Let me be clear, we would love to have a working, respectful relationship with the body that is supposed to be licensing and regulating our industry. But decades of abuse at their hands is hard to overcome. And with all our hard work handed over to Uber and the PTCs, we have to wonder…
If the Reviewers truly want to consult us, we would love the opportunity to be heard and listened to. There’s a lot we could do together, but no one has ever showed any desire to work WITH us, only against us. Perhaps the new Executive Director, Carlton Grant will be able to set a new tone.
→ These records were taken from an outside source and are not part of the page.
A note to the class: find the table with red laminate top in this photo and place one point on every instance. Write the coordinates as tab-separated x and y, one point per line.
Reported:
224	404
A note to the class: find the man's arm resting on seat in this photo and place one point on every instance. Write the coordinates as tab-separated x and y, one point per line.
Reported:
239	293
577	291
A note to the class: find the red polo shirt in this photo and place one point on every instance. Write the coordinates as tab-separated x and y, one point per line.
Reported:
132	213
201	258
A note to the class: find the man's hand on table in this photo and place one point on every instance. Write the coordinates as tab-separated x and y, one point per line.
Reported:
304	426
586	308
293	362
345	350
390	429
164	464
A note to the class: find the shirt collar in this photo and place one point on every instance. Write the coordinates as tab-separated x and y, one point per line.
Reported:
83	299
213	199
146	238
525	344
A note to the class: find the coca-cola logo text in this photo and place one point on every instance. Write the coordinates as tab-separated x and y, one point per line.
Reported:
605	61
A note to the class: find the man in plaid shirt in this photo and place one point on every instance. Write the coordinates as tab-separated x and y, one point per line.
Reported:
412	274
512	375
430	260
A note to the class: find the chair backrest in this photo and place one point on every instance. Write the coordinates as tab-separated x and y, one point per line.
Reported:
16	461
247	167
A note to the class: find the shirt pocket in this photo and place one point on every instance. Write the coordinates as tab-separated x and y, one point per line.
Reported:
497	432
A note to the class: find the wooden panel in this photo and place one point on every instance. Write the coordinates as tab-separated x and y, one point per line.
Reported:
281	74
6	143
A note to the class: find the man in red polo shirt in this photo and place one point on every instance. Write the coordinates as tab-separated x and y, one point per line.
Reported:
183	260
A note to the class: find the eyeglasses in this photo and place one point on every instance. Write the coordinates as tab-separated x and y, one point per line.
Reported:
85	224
Meanwhile, the only time we’ve been heard is when we stood up and fought. I hope you’ll join ATOOL so that we can stand together as we fight. It’s the only way any of us are going to see any kind of justice for our decades of hard work, and the long promised pension that we heard so much about.
Or we could allow the MLS to continue to tell us what our issues are. Because I know how concerned we all are about dooring. I lost a whole night of sleep over that issue alone. I can’t get to sleep at night for thinking about so much.
The Motion Material was filed on March 8 of this year and we posted it on our web: www.taxiownersoperators.com. We are urging everybody to read it, then join the fight.
ATOOL, your industry organization, is leading the way with a court challenge. We ask for your support by contributing $500 to:
ALL TAXI OWNERS AND OPERATORS LTD, 2238 Dundas St. West, #218, Toronto, Ont., M6R 3A9.
To the editor,
To show yet another of the City’s inability to legislate and regulate our industry fairly or even with an acceptable level of common sense, consider how our new VFH bylaw mandates all four wheels must have snow tires or all weather tires, even on a rear wheel drive vehicle!!!!!!
If you are operating a rear wheel drive vehicle and not an all wheel or front wheel drive vehicle, only the rear tires grab the road for traction, while the front wheels on a rear wheel drive vehicle are only used for steering.
So, why does a rear wheel drive vehicle require snow tires on the front wheels when those front wheels on a rear wheel drive vehicle only steer the vehicle and have no grabbing capabilities?????